Google offre deux façons de dessiner : le rayon autour d’un point (1 km minimum, en dessous, les seuils de confidentialité l’interdisent, et les zones trop petites diffusent par intermittence ou pas du tout ; source : Google Ads Help, à jour juin 2026) et les zones nommées, villes, communes, codes postaux.
Le rayon a pour lui la simplicité et contre lui la géométrie : il ignore le fleuve, l’autoroute, la frontière d’habitudes, il inclut le secteur qui ne vient jamais et coupe la commune qui vient toujours. Les zones nommées épousent la réalité administrative, qui ressemble davantage à la réalité des déplacements.
La source du tracé n’est pas l’intuition : ce sont vos adresses clients des douze derniers mois posées sur la carte, ou à défaut les temps de trajet que votre clientèle accepte. « 15 minutes en voiture » dessine une forme que personne ne devine, étirée le long des axes, écrasée par les coupures. Dix minutes d’export, et la forme apparaît.
Voici le réglage enterré qui coûte le plus aux annonceurs locaux.
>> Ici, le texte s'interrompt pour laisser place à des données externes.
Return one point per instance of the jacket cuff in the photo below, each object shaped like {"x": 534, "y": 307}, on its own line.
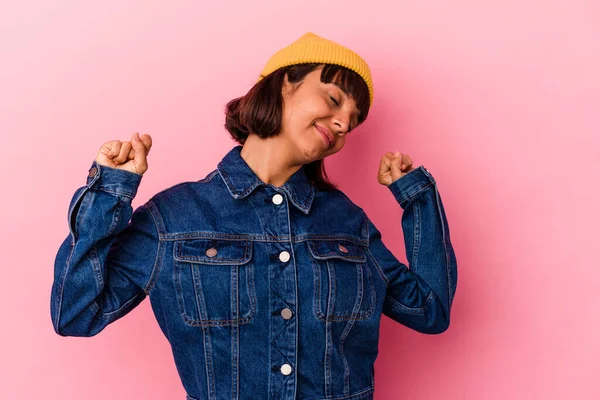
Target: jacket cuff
{"x": 410, "y": 184}
{"x": 113, "y": 180}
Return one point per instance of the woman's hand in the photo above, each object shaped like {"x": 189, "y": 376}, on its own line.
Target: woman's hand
{"x": 393, "y": 166}
{"x": 128, "y": 156}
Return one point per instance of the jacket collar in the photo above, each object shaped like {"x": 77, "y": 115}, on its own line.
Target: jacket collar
{"x": 241, "y": 180}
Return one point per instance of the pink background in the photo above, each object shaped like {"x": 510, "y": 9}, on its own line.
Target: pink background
{"x": 499, "y": 100}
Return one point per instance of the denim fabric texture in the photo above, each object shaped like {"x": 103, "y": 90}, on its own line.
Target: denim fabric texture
{"x": 263, "y": 292}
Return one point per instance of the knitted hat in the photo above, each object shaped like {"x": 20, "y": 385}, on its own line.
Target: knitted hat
{"x": 310, "y": 48}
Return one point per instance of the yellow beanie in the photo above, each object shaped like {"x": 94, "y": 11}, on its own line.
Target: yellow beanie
{"x": 311, "y": 48}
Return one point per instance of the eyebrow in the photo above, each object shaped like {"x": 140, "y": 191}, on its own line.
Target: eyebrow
{"x": 339, "y": 86}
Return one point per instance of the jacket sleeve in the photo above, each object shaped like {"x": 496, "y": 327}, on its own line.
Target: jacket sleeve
{"x": 105, "y": 266}
{"x": 420, "y": 297}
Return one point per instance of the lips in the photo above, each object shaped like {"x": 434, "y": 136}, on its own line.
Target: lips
{"x": 327, "y": 135}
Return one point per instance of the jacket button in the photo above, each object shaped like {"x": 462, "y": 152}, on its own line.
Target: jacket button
{"x": 284, "y": 256}
{"x": 286, "y": 313}
{"x": 286, "y": 369}
{"x": 277, "y": 199}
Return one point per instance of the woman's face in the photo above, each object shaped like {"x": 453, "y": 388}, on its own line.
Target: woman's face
{"x": 314, "y": 107}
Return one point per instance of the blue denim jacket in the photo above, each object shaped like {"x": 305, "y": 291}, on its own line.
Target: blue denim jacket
{"x": 263, "y": 292}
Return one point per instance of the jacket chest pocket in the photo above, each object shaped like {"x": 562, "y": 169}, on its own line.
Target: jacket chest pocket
{"x": 343, "y": 282}
{"x": 214, "y": 281}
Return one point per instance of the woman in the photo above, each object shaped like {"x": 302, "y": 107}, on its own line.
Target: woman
{"x": 268, "y": 282}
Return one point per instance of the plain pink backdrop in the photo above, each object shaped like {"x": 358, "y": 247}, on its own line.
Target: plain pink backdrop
{"x": 500, "y": 100}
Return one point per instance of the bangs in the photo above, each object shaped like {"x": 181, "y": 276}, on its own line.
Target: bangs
{"x": 351, "y": 83}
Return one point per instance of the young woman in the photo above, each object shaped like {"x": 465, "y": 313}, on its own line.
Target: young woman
{"x": 267, "y": 280}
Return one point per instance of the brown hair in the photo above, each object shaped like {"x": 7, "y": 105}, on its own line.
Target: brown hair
{"x": 260, "y": 110}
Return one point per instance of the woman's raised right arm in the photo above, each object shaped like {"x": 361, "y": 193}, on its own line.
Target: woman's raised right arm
{"x": 107, "y": 264}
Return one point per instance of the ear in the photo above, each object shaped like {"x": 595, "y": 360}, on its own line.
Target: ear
{"x": 286, "y": 87}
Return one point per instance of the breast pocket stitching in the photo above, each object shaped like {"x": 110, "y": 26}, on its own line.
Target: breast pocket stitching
{"x": 214, "y": 281}
{"x": 343, "y": 282}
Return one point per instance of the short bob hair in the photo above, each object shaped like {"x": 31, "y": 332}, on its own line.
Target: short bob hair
{"x": 260, "y": 110}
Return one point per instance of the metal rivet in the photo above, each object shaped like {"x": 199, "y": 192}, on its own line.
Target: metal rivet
{"x": 286, "y": 369}
{"x": 211, "y": 252}
{"x": 277, "y": 199}
{"x": 286, "y": 313}
{"x": 284, "y": 256}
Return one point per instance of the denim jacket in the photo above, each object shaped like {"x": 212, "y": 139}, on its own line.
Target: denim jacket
{"x": 263, "y": 292}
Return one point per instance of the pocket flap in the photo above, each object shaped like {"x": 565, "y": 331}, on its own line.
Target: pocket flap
{"x": 213, "y": 251}
{"x": 341, "y": 249}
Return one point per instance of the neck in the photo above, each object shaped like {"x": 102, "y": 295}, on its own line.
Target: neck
{"x": 271, "y": 159}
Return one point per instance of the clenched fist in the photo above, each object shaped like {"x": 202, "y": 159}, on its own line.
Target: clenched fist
{"x": 393, "y": 166}
{"x": 128, "y": 156}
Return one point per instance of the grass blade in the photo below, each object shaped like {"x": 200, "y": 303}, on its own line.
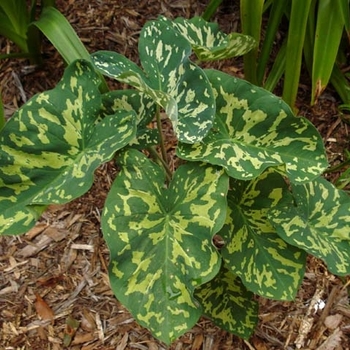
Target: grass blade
{"x": 326, "y": 44}
{"x": 276, "y": 13}
{"x": 251, "y": 16}
{"x": 277, "y": 69}
{"x": 296, "y": 35}
{"x": 61, "y": 34}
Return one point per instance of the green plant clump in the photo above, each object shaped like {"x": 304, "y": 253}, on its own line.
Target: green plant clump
{"x": 249, "y": 176}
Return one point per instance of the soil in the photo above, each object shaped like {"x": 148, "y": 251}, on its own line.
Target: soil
{"x": 56, "y": 274}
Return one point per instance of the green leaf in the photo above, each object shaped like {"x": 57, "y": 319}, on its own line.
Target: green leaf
{"x": 251, "y": 12}
{"x": 319, "y": 223}
{"x": 50, "y": 148}
{"x": 58, "y": 30}
{"x": 14, "y": 21}
{"x": 229, "y": 304}
{"x": 161, "y": 240}
{"x": 327, "y": 42}
{"x": 209, "y": 43}
{"x": 170, "y": 78}
{"x": 145, "y": 109}
{"x": 267, "y": 265}
{"x": 295, "y": 42}
{"x": 254, "y": 130}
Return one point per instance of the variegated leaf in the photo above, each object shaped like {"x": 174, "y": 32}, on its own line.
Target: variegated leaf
{"x": 267, "y": 265}
{"x": 145, "y": 109}
{"x": 209, "y": 43}
{"x": 170, "y": 79}
{"x": 254, "y": 130}
{"x": 229, "y": 304}
{"x": 160, "y": 240}
{"x": 319, "y": 223}
{"x": 50, "y": 148}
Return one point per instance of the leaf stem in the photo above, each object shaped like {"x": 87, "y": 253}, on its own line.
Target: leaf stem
{"x": 157, "y": 157}
{"x": 161, "y": 138}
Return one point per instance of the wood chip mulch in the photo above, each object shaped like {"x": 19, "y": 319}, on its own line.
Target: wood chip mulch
{"x": 54, "y": 288}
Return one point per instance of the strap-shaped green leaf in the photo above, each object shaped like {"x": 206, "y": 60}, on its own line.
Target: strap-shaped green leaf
{"x": 267, "y": 265}
{"x": 229, "y": 304}
{"x": 254, "y": 130}
{"x": 170, "y": 78}
{"x": 319, "y": 224}
{"x": 209, "y": 43}
{"x": 50, "y": 148}
{"x": 161, "y": 240}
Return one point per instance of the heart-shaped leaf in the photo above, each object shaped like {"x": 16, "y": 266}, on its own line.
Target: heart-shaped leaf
{"x": 170, "y": 78}
{"x": 161, "y": 240}
{"x": 267, "y": 265}
{"x": 145, "y": 109}
{"x": 209, "y": 43}
{"x": 229, "y": 304}
{"x": 319, "y": 224}
{"x": 254, "y": 130}
{"x": 50, "y": 148}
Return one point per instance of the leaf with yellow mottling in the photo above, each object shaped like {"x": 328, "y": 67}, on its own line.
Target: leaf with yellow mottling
{"x": 254, "y": 130}
{"x": 229, "y": 304}
{"x": 160, "y": 240}
{"x": 319, "y": 223}
{"x": 50, "y": 148}
{"x": 266, "y": 264}
{"x": 169, "y": 78}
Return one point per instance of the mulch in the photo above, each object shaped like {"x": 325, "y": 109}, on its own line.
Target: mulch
{"x": 54, "y": 288}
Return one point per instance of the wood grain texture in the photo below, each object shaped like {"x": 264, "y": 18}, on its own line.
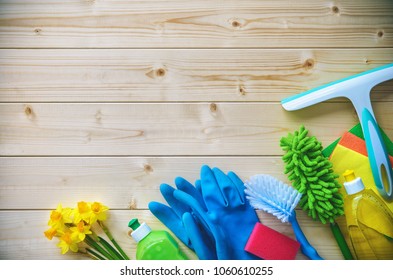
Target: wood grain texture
{"x": 106, "y": 99}
{"x": 201, "y": 24}
{"x": 15, "y": 245}
{"x": 191, "y": 75}
{"x": 168, "y": 129}
{"x": 119, "y": 182}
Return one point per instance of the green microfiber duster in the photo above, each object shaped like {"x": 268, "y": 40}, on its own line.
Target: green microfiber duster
{"x": 312, "y": 175}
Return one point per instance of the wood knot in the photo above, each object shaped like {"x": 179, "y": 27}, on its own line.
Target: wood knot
{"x": 213, "y": 107}
{"x": 335, "y": 10}
{"x": 236, "y": 24}
{"x": 29, "y": 112}
{"x": 160, "y": 72}
{"x": 309, "y": 64}
{"x": 147, "y": 168}
{"x": 132, "y": 204}
{"x": 242, "y": 90}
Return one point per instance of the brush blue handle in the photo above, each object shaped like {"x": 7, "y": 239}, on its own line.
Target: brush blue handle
{"x": 305, "y": 246}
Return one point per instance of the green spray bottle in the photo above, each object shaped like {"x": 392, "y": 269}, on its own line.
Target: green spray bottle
{"x": 154, "y": 244}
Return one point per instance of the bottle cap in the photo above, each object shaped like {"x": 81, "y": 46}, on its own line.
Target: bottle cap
{"x": 353, "y": 184}
{"x": 349, "y": 175}
{"x": 139, "y": 231}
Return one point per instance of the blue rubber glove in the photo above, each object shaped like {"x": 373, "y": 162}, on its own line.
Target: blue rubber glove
{"x": 227, "y": 213}
{"x": 179, "y": 218}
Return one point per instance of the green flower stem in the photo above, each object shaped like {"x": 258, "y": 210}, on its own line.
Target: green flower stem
{"x": 107, "y": 232}
{"x": 96, "y": 246}
{"x": 110, "y": 249}
{"x": 94, "y": 254}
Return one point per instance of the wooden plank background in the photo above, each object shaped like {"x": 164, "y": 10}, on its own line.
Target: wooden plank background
{"x": 105, "y": 100}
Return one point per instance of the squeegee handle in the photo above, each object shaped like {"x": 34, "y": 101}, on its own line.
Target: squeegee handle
{"x": 378, "y": 155}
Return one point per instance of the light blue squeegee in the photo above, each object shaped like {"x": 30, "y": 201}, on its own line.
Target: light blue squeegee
{"x": 357, "y": 89}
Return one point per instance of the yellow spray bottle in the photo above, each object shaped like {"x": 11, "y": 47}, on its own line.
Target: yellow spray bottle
{"x": 154, "y": 244}
{"x": 369, "y": 220}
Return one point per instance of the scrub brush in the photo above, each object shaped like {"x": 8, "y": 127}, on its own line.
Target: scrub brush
{"x": 266, "y": 193}
{"x": 312, "y": 175}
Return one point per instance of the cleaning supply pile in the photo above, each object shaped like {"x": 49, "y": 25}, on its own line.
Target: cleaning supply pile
{"x": 216, "y": 217}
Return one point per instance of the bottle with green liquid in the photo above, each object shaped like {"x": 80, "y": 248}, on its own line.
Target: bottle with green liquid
{"x": 369, "y": 221}
{"x": 154, "y": 244}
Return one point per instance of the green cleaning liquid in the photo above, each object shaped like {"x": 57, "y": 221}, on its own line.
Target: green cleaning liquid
{"x": 154, "y": 244}
{"x": 369, "y": 221}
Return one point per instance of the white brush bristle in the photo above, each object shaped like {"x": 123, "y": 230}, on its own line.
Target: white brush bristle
{"x": 267, "y": 193}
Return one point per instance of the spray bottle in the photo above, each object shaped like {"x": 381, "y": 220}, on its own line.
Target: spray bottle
{"x": 154, "y": 244}
{"x": 369, "y": 220}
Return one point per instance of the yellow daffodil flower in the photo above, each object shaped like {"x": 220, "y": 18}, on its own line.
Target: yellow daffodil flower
{"x": 81, "y": 230}
{"x": 68, "y": 242}
{"x": 60, "y": 217}
{"x": 82, "y": 212}
{"x": 50, "y": 233}
{"x": 98, "y": 212}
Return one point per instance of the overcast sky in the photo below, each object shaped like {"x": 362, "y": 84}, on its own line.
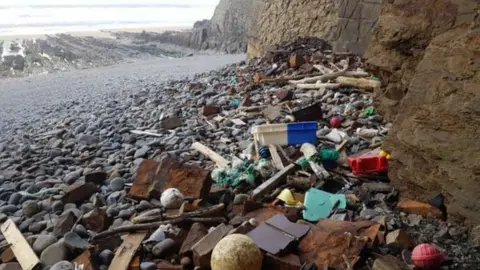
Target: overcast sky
{"x": 109, "y": 2}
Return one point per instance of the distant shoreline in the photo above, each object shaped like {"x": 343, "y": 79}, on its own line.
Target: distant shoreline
{"x": 100, "y": 33}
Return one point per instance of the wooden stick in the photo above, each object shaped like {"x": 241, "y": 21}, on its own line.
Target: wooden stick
{"x": 331, "y": 76}
{"x": 24, "y": 254}
{"x": 287, "y": 78}
{"x": 210, "y": 211}
{"x": 308, "y": 151}
{"x": 277, "y": 161}
{"x": 126, "y": 251}
{"x": 140, "y": 132}
{"x": 215, "y": 157}
{"x": 323, "y": 69}
{"x": 359, "y": 83}
{"x": 155, "y": 225}
{"x": 318, "y": 86}
{"x": 273, "y": 182}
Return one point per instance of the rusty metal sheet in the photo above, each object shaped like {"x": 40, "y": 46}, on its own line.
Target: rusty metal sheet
{"x": 271, "y": 240}
{"x": 418, "y": 208}
{"x": 191, "y": 180}
{"x": 83, "y": 261}
{"x": 310, "y": 113}
{"x": 78, "y": 192}
{"x": 328, "y": 240}
{"x": 288, "y": 262}
{"x": 282, "y": 223}
{"x": 155, "y": 177}
{"x": 144, "y": 180}
{"x": 277, "y": 234}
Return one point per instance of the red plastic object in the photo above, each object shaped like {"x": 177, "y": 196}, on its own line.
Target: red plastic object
{"x": 427, "y": 256}
{"x": 335, "y": 122}
{"x": 368, "y": 164}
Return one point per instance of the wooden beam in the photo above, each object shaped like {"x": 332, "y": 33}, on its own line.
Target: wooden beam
{"x": 26, "y": 257}
{"x": 215, "y": 157}
{"x": 277, "y": 161}
{"x": 273, "y": 182}
{"x": 125, "y": 253}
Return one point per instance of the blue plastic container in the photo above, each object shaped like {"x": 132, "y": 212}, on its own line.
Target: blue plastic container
{"x": 302, "y": 132}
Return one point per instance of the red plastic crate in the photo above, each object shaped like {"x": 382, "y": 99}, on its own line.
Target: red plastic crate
{"x": 369, "y": 163}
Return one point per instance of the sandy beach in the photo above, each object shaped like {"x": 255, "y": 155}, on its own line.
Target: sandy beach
{"x": 101, "y": 33}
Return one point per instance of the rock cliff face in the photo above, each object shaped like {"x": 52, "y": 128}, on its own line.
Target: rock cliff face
{"x": 347, "y": 24}
{"x": 227, "y": 30}
{"x": 428, "y": 56}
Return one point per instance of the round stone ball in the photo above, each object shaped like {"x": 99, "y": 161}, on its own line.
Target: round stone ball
{"x": 172, "y": 198}
{"x": 236, "y": 252}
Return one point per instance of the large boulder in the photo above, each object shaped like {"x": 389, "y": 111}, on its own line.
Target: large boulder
{"x": 227, "y": 30}
{"x": 345, "y": 24}
{"x": 428, "y": 56}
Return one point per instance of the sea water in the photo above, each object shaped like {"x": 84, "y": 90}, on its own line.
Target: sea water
{"x": 27, "y": 17}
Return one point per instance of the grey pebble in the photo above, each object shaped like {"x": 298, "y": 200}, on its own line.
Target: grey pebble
{"x": 117, "y": 184}
{"x": 62, "y": 265}
{"x": 148, "y": 266}
{"x": 163, "y": 248}
{"x": 106, "y": 257}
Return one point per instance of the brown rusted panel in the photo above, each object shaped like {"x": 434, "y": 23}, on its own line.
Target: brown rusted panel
{"x": 310, "y": 113}
{"x": 277, "y": 234}
{"x": 191, "y": 180}
{"x": 78, "y": 192}
{"x": 96, "y": 220}
{"x": 288, "y": 262}
{"x": 197, "y": 232}
{"x": 144, "y": 180}
{"x": 328, "y": 240}
{"x": 419, "y": 208}
{"x": 210, "y": 110}
{"x": 164, "y": 265}
{"x": 84, "y": 261}
{"x": 296, "y": 61}
{"x": 135, "y": 263}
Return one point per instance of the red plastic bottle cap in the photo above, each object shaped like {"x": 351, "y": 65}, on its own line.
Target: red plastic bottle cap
{"x": 335, "y": 122}
{"x": 426, "y": 256}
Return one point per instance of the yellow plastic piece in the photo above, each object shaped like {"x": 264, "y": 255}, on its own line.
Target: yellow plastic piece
{"x": 385, "y": 154}
{"x": 286, "y": 196}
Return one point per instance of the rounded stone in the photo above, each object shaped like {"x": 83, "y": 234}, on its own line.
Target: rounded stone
{"x": 62, "y": 265}
{"x": 30, "y": 208}
{"x": 54, "y": 253}
{"x": 172, "y": 198}
{"x": 186, "y": 261}
{"x": 106, "y": 256}
{"x": 58, "y": 206}
{"x": 14, "y": 198}
{"x": 236, "y": 252}
{"x": 117, "y": 184}
{"x": 148, "y": 266}
{"x": 42, "y": 242}
{"x": 163, "y": 247}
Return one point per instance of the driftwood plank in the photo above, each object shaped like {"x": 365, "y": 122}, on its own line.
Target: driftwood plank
{"x": 26, "y": 257}
{"x": 215, "y": 157}
{"x": 125, "y": 253}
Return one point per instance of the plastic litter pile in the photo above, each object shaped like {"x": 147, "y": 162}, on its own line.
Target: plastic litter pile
{"x": 287, "y": 172}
Par défaut, Google diffuse en « présence ou intérêt » : aux personnes dans votre zone, ET à celles qui s’y intéressent, depuis n’importe où (source : Google Ads Help, à jour juin 2026).
Pour un hôtel ou une activité qui se planifie de loin, c’est exactement ce qu’il faut : le Parisien qui cherche « hôtel Tours » est un client. Pour le plombier, le garagiste, le commerce de quotidien, c’est une fuite : l’internaute de Lyon « intéressé » par votre ville ne vous appellera jamais pour une fuite d’eau.
La correction tient en un clic : passer en « présence », les personnes dans, ou régulièrement dans, la zone. L’honnêteté impose la nuance : ce « régulièrement » n’a pas de définition publique, la zone grise existe (source : Google Ads Help, à jour juin 2026).
« Présence » n’est pas l’étanchéité parfaite, c’est l’étanchéité disponible, et elle change la composition du trafic du tout au tout. Le choix se fait en conscience, campagne par campagne. On n’hérite jamais du défaut.
Troisième décision, celle des comptes mûrs : tous vos secteurs ne se valent pas. Le quartier d’affaires convertit en dépannage d’urgence, la zone pavillonnaire en rénovation ; la commune A vaut deux fois la commune B en panier moyen.
Tant que la zone est ciblée en bloc, cette hétérogénéité est invisible et invendable. Découpée en zones distinctes, elle devient pilotable : lecture des performances par secteur d’abord (le rapport géographique la donne), enchères différenciées ensuite, pousser où la valeur est, retenir où elle n’est pas.
C’est exactement la logique du budget plafonné au gisement, descendue d’un cran : le gisement n’est pas homogène, le budget non plus.
Dernier geste, symétrique du tracé : exclure explicitement ce qui borde et pollue. La grande ville voisine dont le nom déclenche vos annonces sans qu’on s’y déplace, le secteur hors zone d’intervention qui clique quand même, la commune homonyme à 400 km : chaque cas réel vu dans un rapport géographique mérite son exclusion.
Le ciblage local se gère en positif ET en négatif, comme les mots-clés. Le rapport géographique, où les clics se produisent réellement, se lit chaque mois : c’est lui qui révèle les fuites que le paramétrage théorique cachait.
Toute activité à zone d’intervention ou de déplacement bornée : ce tracé est votre premier réglage de compte, avant les annonces, avant les enchères. Un budget parfait sur une zone fausse achète des contacts qu’on refusera.
La limite, sans détour : le ciblage géo reste probabiliste, signaux d’appareil, comportements, approximations, et aucun réglage n’atteint l’étanchéité d’un code postal vérifié au téléphone. On optimise la composition du trafic, on ne la garantit pas.
Le tracé réduit la fuite à l’épaisseur du trait, il ne la supprime jamais tout à fait.
Un cercle ne connaît pas vos axes ni vos coupures. On retrace depuis vos vraies adresses clients.